Onitsuka Tiger’s first outing at Milan Fashion Week saw its designer Andrea Pompilio rescind all the bolshy colourways, graphic lines, and brash prints synonymous with sportswear, making way for an entirely black offering indebted to Rei Kawakubo and Yohji Yamamoto, as the show notes explain. Titled Shadow, the collection felt appropriately emo, all ruffle dresses and layered skirts, boxy tees, bermuda shorts, and moody balaclavas. Pleated skirts were worn over baggy tracksuit bottoms, sleeveless knitwear distended into raw-hemmed capes, and t-shirts grazed the knees, creating a silhouette that felt like it could have suddenly, and without warning, melted into the ground.

DSQUARED2

Over the course of the past few months we’ve been told to brace ourselves for the ongoing Y2K redux, an Indie Sleaze comeback, the return of Twee, and now… Boho? At DSquared2’s AW22 show there was more than a whiff of 00s Sienna Miller, Kate Moss, and the Olsen twins as Dean and Dan Caten presented a collection indebted to spiritual travellers and nomadic souls with Wanderlust tattoos.

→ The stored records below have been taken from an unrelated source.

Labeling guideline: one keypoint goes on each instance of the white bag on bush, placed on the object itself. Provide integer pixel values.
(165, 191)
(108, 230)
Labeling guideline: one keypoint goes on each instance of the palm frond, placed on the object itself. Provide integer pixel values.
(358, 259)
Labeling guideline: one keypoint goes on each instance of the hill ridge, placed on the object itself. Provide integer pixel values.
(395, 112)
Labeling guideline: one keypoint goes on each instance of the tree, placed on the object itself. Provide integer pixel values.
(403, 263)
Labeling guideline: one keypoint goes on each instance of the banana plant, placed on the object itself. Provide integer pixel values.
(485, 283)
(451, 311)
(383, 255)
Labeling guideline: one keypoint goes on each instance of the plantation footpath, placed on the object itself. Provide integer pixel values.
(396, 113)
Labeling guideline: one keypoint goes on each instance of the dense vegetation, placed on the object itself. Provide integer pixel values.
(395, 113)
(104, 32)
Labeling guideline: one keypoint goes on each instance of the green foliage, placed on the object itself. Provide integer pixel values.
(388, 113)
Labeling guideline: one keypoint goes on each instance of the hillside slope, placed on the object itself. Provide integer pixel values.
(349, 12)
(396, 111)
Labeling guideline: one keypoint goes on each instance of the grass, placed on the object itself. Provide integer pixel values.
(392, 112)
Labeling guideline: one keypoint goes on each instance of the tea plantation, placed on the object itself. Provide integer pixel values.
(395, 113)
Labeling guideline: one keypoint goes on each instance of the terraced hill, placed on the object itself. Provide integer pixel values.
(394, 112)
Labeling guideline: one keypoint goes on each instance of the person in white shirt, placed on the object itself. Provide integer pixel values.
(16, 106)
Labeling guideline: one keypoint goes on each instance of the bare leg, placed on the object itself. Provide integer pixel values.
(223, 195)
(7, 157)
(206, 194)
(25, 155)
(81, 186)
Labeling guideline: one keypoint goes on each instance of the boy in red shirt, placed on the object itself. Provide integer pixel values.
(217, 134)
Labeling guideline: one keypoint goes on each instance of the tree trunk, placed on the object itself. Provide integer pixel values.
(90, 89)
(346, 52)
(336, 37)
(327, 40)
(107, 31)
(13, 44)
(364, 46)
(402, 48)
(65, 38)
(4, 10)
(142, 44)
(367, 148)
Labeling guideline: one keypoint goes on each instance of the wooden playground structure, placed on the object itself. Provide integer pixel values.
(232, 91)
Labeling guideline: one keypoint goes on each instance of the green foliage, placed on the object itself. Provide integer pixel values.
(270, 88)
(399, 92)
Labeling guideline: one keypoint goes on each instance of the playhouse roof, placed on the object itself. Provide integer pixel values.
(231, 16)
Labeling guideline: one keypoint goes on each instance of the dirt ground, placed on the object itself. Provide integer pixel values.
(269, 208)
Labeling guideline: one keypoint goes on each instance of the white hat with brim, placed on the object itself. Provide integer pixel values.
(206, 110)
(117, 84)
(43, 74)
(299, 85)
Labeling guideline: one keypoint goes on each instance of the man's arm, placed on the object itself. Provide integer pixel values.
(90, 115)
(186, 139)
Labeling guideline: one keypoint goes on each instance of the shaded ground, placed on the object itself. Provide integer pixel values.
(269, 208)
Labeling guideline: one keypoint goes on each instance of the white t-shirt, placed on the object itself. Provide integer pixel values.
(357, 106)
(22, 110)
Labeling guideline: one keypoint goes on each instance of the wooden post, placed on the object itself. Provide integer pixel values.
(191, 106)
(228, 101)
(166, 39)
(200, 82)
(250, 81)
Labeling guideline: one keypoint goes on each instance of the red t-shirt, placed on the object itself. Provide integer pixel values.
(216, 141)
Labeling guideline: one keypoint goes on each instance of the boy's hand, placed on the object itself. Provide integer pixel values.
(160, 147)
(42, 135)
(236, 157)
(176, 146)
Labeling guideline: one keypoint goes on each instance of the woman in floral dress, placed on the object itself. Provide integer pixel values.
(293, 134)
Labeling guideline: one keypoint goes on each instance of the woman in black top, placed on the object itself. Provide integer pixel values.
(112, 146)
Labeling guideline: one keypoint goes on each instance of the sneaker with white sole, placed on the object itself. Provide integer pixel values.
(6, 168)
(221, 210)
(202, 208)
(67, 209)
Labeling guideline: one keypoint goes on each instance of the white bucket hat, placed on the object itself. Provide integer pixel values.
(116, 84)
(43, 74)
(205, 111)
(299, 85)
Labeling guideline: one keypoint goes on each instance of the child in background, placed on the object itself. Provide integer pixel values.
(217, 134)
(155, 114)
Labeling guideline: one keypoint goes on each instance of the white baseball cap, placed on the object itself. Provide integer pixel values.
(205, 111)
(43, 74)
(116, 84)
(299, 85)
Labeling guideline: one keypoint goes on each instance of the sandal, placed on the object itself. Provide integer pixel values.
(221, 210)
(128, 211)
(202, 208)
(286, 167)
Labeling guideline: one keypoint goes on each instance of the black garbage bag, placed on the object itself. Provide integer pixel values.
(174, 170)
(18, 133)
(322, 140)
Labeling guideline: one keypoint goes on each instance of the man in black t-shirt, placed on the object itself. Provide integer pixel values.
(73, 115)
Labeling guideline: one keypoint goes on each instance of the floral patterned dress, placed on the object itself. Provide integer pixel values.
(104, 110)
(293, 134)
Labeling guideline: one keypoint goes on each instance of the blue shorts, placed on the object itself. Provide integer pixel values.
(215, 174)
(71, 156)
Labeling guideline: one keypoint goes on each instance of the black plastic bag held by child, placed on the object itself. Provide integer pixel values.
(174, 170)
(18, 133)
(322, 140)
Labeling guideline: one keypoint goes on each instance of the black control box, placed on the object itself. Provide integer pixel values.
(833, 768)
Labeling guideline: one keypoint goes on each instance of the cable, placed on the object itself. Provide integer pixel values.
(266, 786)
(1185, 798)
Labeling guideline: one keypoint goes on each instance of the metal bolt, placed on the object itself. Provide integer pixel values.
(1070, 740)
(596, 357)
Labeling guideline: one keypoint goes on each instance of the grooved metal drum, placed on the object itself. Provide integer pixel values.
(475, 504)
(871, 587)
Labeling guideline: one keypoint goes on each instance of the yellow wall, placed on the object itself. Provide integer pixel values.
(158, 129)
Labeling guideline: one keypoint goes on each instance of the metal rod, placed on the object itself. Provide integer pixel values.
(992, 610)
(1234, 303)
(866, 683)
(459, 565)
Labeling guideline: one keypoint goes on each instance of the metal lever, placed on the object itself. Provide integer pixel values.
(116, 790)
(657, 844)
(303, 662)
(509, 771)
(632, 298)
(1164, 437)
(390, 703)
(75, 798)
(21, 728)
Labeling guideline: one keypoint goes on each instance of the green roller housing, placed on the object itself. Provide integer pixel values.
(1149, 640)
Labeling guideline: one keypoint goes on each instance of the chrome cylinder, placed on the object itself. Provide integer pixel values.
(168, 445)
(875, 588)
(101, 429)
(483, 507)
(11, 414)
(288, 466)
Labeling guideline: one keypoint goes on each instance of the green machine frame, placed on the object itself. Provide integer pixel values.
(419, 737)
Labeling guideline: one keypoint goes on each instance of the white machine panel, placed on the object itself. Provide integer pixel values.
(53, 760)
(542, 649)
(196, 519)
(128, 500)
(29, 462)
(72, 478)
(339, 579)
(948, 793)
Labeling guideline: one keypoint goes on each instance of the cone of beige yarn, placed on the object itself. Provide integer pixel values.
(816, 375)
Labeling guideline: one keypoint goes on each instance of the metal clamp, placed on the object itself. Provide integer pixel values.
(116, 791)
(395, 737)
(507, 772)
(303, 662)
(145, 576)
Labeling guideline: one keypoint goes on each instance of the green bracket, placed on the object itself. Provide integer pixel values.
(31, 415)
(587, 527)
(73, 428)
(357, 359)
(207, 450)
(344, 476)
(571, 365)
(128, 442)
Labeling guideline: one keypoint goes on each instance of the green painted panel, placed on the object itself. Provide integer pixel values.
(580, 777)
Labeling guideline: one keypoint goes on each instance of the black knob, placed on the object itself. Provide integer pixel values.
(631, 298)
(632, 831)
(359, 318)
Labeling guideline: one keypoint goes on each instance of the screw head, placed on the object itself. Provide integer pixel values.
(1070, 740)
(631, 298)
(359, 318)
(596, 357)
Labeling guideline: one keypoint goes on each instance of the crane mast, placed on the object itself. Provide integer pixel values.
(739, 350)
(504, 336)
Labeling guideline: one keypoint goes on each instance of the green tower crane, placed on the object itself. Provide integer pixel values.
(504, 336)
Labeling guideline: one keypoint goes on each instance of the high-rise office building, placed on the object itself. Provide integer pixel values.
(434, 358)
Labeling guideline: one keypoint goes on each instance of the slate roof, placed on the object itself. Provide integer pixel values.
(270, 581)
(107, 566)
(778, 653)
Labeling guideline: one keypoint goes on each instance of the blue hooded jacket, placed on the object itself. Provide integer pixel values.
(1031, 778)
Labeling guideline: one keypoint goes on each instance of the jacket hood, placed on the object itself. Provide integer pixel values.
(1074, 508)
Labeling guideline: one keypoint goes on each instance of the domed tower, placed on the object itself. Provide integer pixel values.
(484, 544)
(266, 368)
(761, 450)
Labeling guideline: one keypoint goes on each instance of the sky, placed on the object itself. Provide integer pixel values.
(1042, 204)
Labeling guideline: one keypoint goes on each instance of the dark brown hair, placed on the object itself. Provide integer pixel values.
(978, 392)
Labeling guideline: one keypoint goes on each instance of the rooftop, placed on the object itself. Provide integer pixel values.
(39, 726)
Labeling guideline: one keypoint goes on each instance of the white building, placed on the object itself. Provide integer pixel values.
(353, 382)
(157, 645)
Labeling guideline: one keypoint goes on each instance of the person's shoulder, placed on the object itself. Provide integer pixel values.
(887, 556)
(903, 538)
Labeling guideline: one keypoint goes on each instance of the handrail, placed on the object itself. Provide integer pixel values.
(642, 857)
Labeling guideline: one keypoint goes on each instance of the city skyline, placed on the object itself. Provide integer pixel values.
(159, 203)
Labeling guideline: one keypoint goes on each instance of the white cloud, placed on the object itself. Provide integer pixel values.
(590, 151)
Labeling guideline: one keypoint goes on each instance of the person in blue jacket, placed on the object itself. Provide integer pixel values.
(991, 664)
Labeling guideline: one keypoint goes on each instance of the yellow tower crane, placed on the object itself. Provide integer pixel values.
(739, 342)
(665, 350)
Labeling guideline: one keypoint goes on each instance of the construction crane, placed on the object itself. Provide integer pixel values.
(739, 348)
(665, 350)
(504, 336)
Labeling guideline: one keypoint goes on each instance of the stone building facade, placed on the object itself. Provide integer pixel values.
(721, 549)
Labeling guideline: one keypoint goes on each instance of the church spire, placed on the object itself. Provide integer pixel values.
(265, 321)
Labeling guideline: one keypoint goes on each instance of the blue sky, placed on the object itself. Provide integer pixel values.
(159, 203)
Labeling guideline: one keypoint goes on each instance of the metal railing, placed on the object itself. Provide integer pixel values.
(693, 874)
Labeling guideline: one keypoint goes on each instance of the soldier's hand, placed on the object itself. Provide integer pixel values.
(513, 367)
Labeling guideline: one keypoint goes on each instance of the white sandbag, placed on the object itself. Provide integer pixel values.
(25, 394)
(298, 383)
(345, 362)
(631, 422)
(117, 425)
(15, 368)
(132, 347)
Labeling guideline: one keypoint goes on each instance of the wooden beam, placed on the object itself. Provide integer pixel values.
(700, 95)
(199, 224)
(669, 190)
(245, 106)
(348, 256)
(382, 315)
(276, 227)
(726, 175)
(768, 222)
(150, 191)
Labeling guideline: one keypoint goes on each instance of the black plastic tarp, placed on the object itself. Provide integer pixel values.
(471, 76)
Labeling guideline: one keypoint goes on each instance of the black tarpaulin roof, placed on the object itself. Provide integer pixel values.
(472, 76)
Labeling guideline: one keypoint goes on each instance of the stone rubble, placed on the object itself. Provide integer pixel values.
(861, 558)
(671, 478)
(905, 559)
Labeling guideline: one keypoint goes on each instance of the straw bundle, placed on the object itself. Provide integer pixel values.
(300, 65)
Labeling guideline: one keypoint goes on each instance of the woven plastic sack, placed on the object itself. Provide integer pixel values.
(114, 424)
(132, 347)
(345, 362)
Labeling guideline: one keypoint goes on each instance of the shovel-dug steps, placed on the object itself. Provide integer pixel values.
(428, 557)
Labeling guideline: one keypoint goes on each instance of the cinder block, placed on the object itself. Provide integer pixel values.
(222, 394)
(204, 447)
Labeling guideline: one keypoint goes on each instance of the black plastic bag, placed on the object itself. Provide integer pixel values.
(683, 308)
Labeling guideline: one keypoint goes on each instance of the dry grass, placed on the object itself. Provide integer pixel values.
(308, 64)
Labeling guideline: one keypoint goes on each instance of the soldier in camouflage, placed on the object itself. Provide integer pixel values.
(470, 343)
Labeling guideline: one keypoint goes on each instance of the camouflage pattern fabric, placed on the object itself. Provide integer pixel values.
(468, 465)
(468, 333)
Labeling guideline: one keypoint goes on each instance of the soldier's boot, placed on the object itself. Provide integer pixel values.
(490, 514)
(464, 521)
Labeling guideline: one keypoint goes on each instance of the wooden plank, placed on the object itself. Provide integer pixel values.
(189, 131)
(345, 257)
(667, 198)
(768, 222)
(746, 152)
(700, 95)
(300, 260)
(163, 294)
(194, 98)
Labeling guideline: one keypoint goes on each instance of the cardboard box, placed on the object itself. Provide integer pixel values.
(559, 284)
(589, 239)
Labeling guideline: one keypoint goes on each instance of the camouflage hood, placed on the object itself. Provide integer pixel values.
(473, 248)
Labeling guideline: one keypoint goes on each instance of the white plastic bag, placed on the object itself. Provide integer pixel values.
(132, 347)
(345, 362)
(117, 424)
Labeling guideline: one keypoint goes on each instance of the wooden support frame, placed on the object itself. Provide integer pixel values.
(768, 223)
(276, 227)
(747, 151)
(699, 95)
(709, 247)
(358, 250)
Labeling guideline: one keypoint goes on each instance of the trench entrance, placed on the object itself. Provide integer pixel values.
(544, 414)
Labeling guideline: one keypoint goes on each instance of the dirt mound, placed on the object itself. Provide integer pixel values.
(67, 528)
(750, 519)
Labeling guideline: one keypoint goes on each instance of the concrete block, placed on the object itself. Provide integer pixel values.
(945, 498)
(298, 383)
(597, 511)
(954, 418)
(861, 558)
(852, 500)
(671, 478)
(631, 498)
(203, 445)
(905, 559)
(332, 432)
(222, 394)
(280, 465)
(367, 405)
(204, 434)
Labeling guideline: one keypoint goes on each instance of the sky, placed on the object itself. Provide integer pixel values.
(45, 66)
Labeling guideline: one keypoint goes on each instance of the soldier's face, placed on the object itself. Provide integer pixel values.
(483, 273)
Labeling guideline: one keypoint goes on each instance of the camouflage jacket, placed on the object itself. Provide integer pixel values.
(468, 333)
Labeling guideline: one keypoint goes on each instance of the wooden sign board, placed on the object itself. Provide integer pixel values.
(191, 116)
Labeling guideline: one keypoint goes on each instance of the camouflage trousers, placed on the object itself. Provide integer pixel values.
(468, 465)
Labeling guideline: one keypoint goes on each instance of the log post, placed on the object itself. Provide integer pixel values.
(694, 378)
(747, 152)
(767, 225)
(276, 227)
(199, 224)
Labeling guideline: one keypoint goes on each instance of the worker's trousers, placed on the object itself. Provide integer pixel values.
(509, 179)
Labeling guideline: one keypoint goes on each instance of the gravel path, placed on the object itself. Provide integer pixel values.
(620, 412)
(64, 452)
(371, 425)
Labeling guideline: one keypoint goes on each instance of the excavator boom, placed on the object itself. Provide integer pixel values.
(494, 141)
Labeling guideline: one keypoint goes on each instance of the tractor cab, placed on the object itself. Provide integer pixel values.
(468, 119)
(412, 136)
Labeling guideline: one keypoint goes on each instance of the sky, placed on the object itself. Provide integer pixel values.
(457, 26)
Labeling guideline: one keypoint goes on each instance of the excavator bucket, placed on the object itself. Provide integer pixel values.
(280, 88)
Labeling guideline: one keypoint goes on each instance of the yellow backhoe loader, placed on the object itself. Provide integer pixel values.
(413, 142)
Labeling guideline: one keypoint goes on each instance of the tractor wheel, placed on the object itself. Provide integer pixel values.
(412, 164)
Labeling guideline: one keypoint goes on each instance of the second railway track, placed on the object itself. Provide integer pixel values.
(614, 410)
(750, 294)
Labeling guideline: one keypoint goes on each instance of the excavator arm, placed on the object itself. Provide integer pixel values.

Delicate, embroidered skirts were worn over light wash denim, blankets were worn as coats, sequined amulets dangled at from the neck, as disc belts were worn over a-line hippy skirts. The mood wasn’t quite as prissy as it was in 2003, though, it felt reckless, chaotic, and a bit all over the place, with pieces piled into a multi-layered, multi-patterned, multi-embellished collage.

DOLCE & GABBANA 

While there was no sign of Machine Gun Kelly hunched over a keyboard, or whipping his jacket off to hand to front row beau Megan Fox this season, the musician’s spectre loomed large over Dolce & Gabbana's AW22 show through its bolshy graphics and unmistakable soundtrack. Coming down the runway was a vibrant mish-mash of eclectic influences, as the Italian label jumped through the decades – gold MC Hammer-style harem pants matched with cut-off cropped tees screamed 1993, while slinky, sparkly minis matched with baby handbags and towering platforms tapped into the turn of the millennium. Also on show were huge, hulking faux fur coats that wholly enveloped the models, as well as a new take on the trouser which rendered a classic style asymmetric and one-legged.